The CEO of Sogato Strategies LLC, a global strategy, macroeconomic and risk advisory firm headquartered in Washington DC argued that investor sentiment appeared to be shifting from mainly negative to a cautious, wait-and-see mode.

 This stance, he said, has been influenced mainly by the policy steps taken by the CBN in recent weeks and months.

“However, Nigeria’s external reserves have remained under pressure. If this trend continues, it will become a risk factor for the sustainability of exchange rate stability.

 “Much depends on whether the Government of Nigeria will be able to earn more forex income from increased oil production and exports, as well as an anticipated positive impact of the Dangote Refinery on forex exchange pressures,” he maintained.

According to the statement,  inflation trends and monetary policy prospects, as well as the selective removal of subsidies on electricity tariffs, were also reviewed by Moghalu in his presentation.

He projected that inflationary pressures would remain elevated over the next two years despite the best efforts of the CBN, owing to a combination of security challenges and their impact on food supply, and the imminent introduction of a higher minimum wage that has become imperative.

He expressed the view that low levels of electricity generation and distribution remain the Achilles heel of the Nigerian economy and projections of its future growth, as economic productivity will remain suboptimal if a transformation does not take place in the power sector.

The global investors and  Moghalu , the release said, then discussed his briefing in a question-and-answer session under Chatham House rules (that is, without attribution of views expressed or questions asked and answered to specific participants).

“The consensus view was that caution still reigned regarding the possibility of an immediate return of large-scale capital inflows into Nigeria at the present time,” it added.

As Nigeria continues its difficult journey towards economic stability, Moghalu pointed out that the road ahead will be rocky, with inflation remaining high and public resistance to change persistent.

“If they can maintain this course, the country’s long-term prospects remain bright.

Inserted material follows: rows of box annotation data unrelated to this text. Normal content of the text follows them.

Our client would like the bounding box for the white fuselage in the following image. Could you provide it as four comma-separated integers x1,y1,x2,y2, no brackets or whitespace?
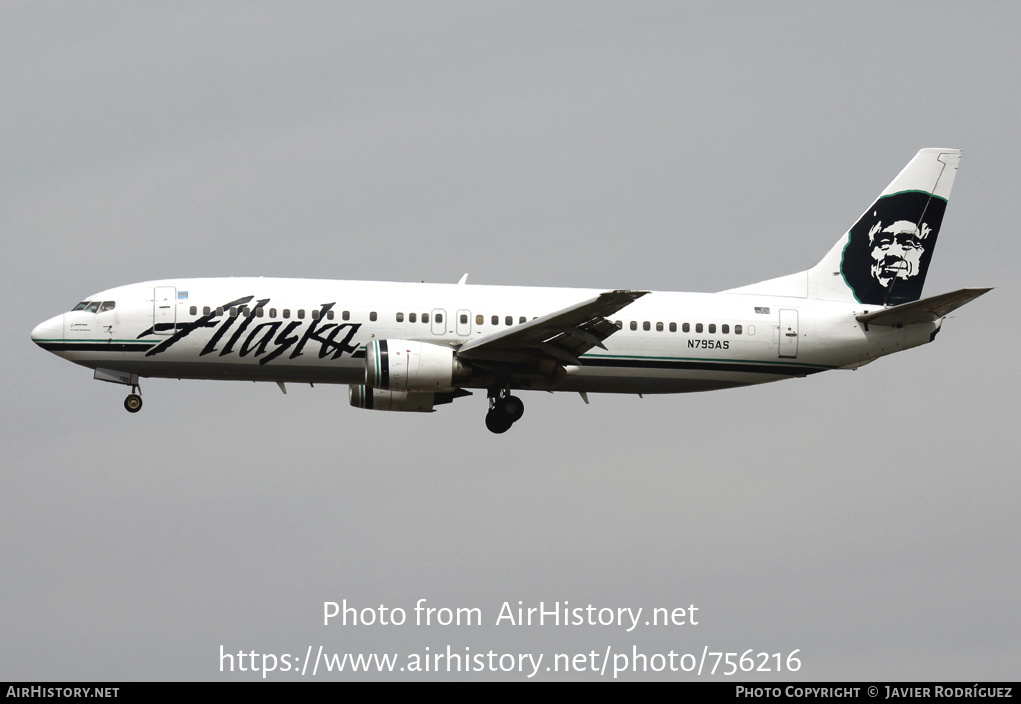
27,279,940,394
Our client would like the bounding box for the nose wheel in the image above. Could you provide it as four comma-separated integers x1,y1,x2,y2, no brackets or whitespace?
125,387,142,413
486,391,525,434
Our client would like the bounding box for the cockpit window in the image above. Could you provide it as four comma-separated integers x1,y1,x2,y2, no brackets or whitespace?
71,301,117,313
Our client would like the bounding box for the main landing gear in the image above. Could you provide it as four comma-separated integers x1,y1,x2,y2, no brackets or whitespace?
486,389,525,433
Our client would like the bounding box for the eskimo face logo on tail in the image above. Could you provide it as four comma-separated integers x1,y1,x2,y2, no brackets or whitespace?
840,191,946,305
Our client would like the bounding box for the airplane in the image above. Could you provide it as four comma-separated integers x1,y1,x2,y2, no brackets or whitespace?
32,149,990,434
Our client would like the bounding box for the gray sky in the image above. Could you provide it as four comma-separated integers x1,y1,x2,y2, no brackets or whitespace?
0,1,1021,681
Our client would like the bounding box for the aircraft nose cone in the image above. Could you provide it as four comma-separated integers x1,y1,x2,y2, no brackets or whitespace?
32,314,63,347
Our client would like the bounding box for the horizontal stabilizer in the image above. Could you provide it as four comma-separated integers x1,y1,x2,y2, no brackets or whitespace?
856,289,992,325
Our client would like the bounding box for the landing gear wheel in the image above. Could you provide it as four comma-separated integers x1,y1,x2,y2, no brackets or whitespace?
486,392,525,434
486,408,514,434
125,394,142,413
496,396,525,423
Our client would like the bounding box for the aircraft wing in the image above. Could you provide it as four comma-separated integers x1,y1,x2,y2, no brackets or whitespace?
855,289,992,325
457,291,648,364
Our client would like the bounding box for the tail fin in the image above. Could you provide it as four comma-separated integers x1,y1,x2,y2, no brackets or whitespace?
731,149,961,305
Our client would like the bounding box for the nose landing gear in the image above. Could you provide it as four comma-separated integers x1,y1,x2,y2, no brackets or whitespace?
486,389,525,434
125,386,142,413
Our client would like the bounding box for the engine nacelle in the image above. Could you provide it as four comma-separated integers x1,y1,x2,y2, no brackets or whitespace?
366,340,472,392
347,384,436,413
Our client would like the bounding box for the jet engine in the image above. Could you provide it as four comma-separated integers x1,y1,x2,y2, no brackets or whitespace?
365,340,472,392
347,384,436,413
347,384,472,413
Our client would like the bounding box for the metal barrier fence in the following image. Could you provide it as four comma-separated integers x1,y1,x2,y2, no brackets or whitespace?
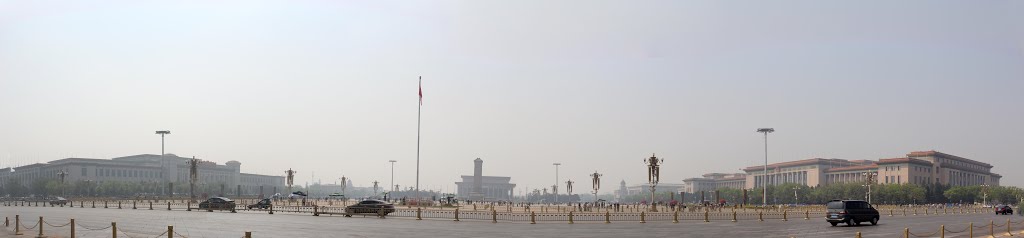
905,219,1024,238
4,214,252,238
2,199,989,224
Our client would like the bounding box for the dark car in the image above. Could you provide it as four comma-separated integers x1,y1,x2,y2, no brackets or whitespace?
345,199,394,216
995,205,1014,214
825,200,879,227
50,197,68,206
246,198,273,209
199,197,234,209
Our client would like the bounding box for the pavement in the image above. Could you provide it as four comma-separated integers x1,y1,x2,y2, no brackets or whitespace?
0,206,1024,238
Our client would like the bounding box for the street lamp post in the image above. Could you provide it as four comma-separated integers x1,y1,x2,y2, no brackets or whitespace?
644,154,665,212
374,181,378,196
341,175,348,206
285,168,298,197
551,163,562,204
388,160,398,190
590,170,601,203
157,130,173,195
57,169,68,197
758,128,775,206
793,187,800,205
981,185,988,207
185,156,202,202
860,172,879,203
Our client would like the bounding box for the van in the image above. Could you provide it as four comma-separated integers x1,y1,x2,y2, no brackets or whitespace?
825,200,879,227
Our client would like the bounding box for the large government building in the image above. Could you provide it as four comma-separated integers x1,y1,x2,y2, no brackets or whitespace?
683,151,1002,193
455,158,515,201
0,154,285,195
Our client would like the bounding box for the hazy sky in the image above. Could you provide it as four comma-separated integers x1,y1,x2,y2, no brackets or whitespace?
0,0,1024,192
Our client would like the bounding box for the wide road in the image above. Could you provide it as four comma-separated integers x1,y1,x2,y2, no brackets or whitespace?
0,206,1024,238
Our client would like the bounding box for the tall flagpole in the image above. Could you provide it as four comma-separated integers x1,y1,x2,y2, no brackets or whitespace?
416,76,423,206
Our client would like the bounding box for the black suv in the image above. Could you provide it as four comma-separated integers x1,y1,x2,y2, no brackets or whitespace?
246,198,273,209
199,197,234,210
825,200,879,227
995,205,1014,214
345,199,394,216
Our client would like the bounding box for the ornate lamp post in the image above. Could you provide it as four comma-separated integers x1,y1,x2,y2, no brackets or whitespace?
341,175,348,206
860,172,879,203
185,156,203,202
387,160,398,190
551,163,562,203
793,187,798,205
57,169,68,197
758,128,775,206
644,154,665,212
981,185,988,207
374,181,378,196
285,168,298,196
590,170,601,203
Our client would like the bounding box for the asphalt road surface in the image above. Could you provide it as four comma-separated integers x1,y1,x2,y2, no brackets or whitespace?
0,206,1024,238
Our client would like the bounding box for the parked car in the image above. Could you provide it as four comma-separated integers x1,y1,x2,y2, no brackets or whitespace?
246,198,273,209
50,197,68,206
995,205,1014,214
825,200,879,227
199,197,234,209
345,199,394,216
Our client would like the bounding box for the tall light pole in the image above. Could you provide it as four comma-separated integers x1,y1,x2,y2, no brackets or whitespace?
57,169,68,197
643,154,665,212
590,170,601,203
981,185,988,207
185,157,202,202
551,163,562,203
157,130,173,195
793,187,798,205
860,172,879,203
758,128,775,206
388,160,398,190
374,181,378,196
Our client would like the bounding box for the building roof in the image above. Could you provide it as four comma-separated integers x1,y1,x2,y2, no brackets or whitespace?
825,164,879,172
906,150,992,168
879,158,932,166
743,158,854,171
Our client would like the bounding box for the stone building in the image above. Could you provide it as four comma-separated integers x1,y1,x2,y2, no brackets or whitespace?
743,151,1002,189
0,154,285,196
455,158,515,201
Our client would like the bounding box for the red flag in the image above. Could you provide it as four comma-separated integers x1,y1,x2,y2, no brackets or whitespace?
420,76,423,106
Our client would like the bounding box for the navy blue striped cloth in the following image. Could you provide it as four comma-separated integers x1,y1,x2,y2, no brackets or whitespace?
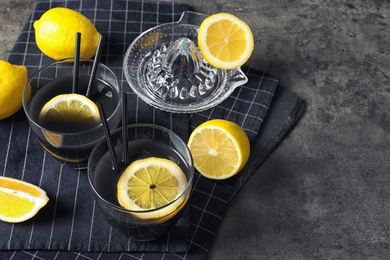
0,0,303,259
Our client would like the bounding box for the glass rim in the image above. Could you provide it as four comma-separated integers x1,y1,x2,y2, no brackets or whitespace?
22,57,122,136
87,123,195,214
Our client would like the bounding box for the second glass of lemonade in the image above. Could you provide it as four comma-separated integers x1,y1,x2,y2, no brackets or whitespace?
22,59,121,169
88,124,194,241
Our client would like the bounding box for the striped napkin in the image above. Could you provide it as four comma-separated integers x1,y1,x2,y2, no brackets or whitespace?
0,0,304,259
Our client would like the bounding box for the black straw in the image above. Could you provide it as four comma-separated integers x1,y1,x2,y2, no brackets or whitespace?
97,102,119,172
122,92,129,165
72,32,81,93
85,35,103,97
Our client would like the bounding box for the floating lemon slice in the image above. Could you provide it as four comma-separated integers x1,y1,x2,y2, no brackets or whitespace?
188,119,250,180
39,94,100,125
198,13,254,69
38,94,101,148
117,157,188,223
0,176,49,223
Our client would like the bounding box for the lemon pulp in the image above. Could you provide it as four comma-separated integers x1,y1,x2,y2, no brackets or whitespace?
117,157,188,220
188,119,250,180
0,176,49,223
198,13,254,69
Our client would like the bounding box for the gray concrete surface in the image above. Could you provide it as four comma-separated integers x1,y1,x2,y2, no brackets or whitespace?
0,0,390,259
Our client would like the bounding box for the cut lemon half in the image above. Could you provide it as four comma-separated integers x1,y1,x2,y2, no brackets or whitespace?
188,119,250,180
198,13,254,69
117,157,188,222
39,94,100,126
0,176,49,223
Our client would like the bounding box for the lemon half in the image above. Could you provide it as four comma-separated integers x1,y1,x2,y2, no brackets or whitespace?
188,119,250,180
198,13,254,69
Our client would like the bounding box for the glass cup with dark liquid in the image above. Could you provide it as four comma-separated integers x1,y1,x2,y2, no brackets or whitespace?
22,58,121,169
88,124,194,241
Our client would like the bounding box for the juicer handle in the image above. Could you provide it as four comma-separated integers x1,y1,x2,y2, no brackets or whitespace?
177,11,208,27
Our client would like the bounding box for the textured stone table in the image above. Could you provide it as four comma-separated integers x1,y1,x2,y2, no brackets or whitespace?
0,0,390,259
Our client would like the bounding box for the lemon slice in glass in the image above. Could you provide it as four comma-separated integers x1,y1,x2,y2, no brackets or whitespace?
198,13,254,69
188,119,250,180
38,93,101,148
39,94,100,125
117,157,188,222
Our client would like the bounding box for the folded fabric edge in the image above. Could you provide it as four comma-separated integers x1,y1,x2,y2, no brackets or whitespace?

But Nigeria’s leaders must be prepared for a protracted battle against entrenched interests and the inevitable backlash against short-term hardship. The world is watching, and the stakes could not be higher,” he explained.

The event also focused on the “subsidy trinity” of fuel, currency, and electricity subsidies that have been the cornerstone of Nigeria’s reform agenda.

“Nigeria’s reforms are a classic example of the short-term pain required for long-term gain. The government’s political will to tackle entrenched subsidies is commendable, but the reforms could have been introduced more expertly.

“The inflationary backlash and public dissatisfaction are real risks that must be managed carefully,” Moghalu explained.